Réouverture de certaines préfectures, effectifs multipliés, création de Cert provisoires à la hussarde... rien n'y fait. Les stocks de demandes de cartes grises continuent de croître tant la réforme des préfectures est mal née : "D'après des chiffres récupérés auprès des préfectures voilà dix jours, il y a entre 300 et 350 000 dossiers bloqués" au niveau national, explique le CNPA. Le syndicat professionnel précise toutefois que "depuis, deux Cert ont ouvert", ce qui peut laisser penser que ces renforts sont parvenus à écluser un certain nombre de dossiers d'immatriculation en attente.

Le CNPA ajoute enfin que bon nombre de professionnels de l'automobile "sont dans des situations financières compliquées" avec cette affaire de cartes grises. Une affaire qui dure, et dont l'ampleur se mesure au nombre de questions écrites posées par les parlementaires sur le sujet. Ce sont désormais des pages entières de questions, toutes identiques sur le fond, qui demandent au ministère de l'Intérieur de s'expliquer sur les dysfonctionnements constatés.

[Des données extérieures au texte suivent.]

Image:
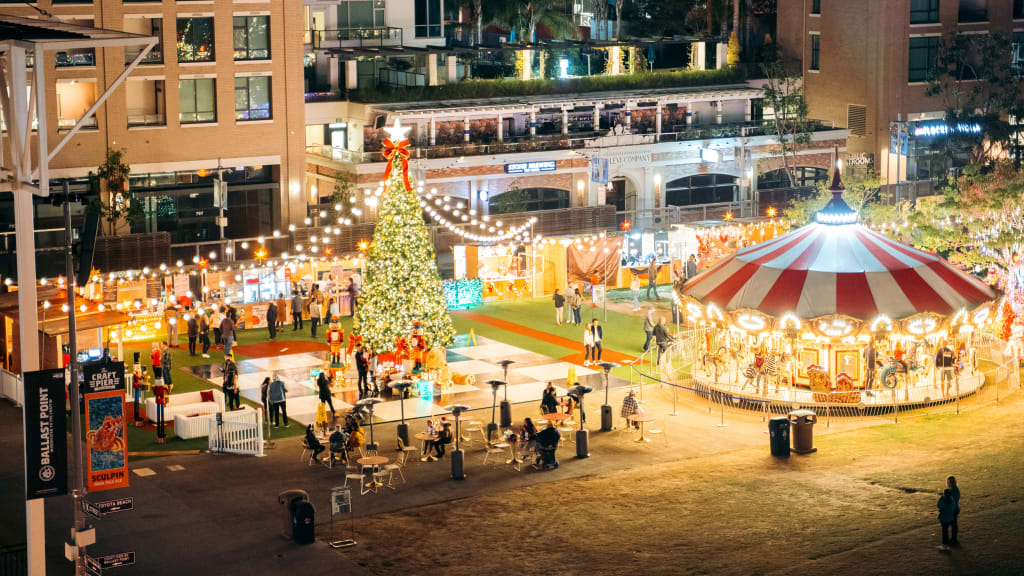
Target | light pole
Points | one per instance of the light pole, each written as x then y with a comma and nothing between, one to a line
458,456
583,435
401,386
506,412
606,408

Le ministère de l'Intérieur a répondu pour la dernière fois au sujet des cartes grises en souffrance le 27 mars, suite à une question du député Jean-Louis Bricout : "Afin de combler les retards occasionnés par les problèmes informatiques, des mesures provisoires de renfort d'effectifs ont été prises en février 2018 pour permettre aux centres d'expertise et de ressources des cartes grises d'être en capacité de diminuer rapidement le stock de dossiers en attente" est-il ainsi expliqué au député. Par exemple, "le nombre de télé-conseillers est passé de 48 début 2017 à 175 mi-janvier 2018. Etc.
Et que l'élu de l'Aisne ne s'y trompe pas : "Le ministère de l'Intérieur ne mésestime pas, pour les professionnels et les usagers, les conséquences des dysfonctionnements intervenus". Il continue d'ailleurs de chercher "des solutions de contournement pour pallier les situations les plus urgentes", selon sa réponse au député.